The physician’s highest aim should be to cure the sick, speedily, gently and with precision. In order to do this, he must have some idea of what really can be cured, what is more doubtful, and what remains most difficult of all. Certainly no sharp lines can be drawn between these classes, and we commonly see cases pass from one to the other by, or in spite of, our efforts, as the case may be, mainly because human judgement is not capable of fully gauging the power of the most variable of all phenomena, the vital force.
Until now surgery has overcome one great difficulty after another while old-line therapy was sleeping or actually retrograding, a condition which has spread like an infection in the general homeopathic camp, also. Here its effects have been doubly destructive because Homoeopathy has had much more than empirical methods to Jose. Decadence in our own ranks has had many causes, the greatest and most fatal of which has been the glamour which material findings have cast over the whole medical world.
The parade and glitter of the operating room, the power of tangible disease causes and the boastfulness of our regular brethren have all made their appeal to the poorly equipped Homeopath. The wonder is not that so many have fallen and followed devious paths, but that any at all are left who have penetration enough to see the emptiness of what are exclusively materialistic pretensions.
It is almost axiomistic to say that the broader the culture, the more ready is the mind to grasp homeopathic fundamentals, and the narrower the mind and the more thoroughly it is drilled in mechanical routine, the easier it is to put allopathic goggles on its eyes: For this reason especially I am inclined to look askance at much of our hospital training.
True education develops and upbuilds inherent qualities and talents. Above all, it avoids forcing the mind into grooves and hard-trodden paths, where hardly a green blade of originality can grow. Curiosity looms large in our mental makeup, and if it can be so aroused as to interest the student in the continuous unfoldment of nature’s ways, we shall have opened up a path which will safely lead him into the natural sciences, of which Homoeopathy is the one whose ramifications interlock with all of the others most intimately. The laws of physics and our own dynamics, as amplified and extended by modern developments, are all of a piece. Our philosophy is thoroughly Baconian, while our relation to the sciences of botany and chemistry are most intimate.
In the field of practical therapeutics, we draw from, as well as are guided by, all of these sources of knowledge; so that when the prescriber comes to choose the essentially curative agent, he is first governed by the general aspect of the disease as compared cc with the general outlines shown by drug action, which said out- lines of necessity include the minutia upon which Hahnemann said the final choice must almost entirely depend. Obtaining details without being able to grasp the general motive or whole colour scheme only makes for confusion and is especially to be avoided by having the student well grounded in the general relationship of morbid action, whether arising from diseases or induced as a counterpart thereto by drugs.
If some one were to ask me to name the drug which has led me further afield I should very likely recall Lycopodium. Some years ago it fell to my lot to point out the very great power of Lachesis in a large proportion of cases of laryngeal diphtheria; now I wish to speak a like word for Lycopodium in tubercular meningitis. We have all had doubt cast upon the diagnosis of every suspicious case of this disease which recovers, and per contra, the true-to-name seal set upon every one that dies.
A more preposterous kind of reasoning is hard to imagine, especially from the truly homeopathic view point, which takes note not only of all the available life forces and their impedimenta, and not of the time-frayed opinions of what calls itself scientific medicine. If is a practically unanswerable argument when I say that in the early days of my practice these cases nearly all died, while now more than two-thirds of them recover. Even a Homoeopath may learn.

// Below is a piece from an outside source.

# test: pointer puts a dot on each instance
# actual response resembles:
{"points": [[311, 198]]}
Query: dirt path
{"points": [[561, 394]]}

As usual, little things have pointed the true way to this great polychrest. From the very inception of his sickness the patient inclines toward irritability, at times only on awaking. Later, when rolling of the head and the “cri encephalique” ensues, irritability still clings, and the scream also has an angry tone in its note. When the wings of the nose begin to quiver, you are foolish if you wait for them to frankly flap in and out and the cry to subside into a low moan before giving Lycopodium. Part of the time the eyes are half closed and gummy mucus collects on the ball and in the canthi. The urine may be suppressed for a day or two, but do not despair; stick to your remedy and repeat only when improvement halts, then take a step higher with your potency. The interval will probably be four to six days between doses. At best, these are not every-day cases; but we should be well prepared to meet them, and have the courage to see them through to a successful end.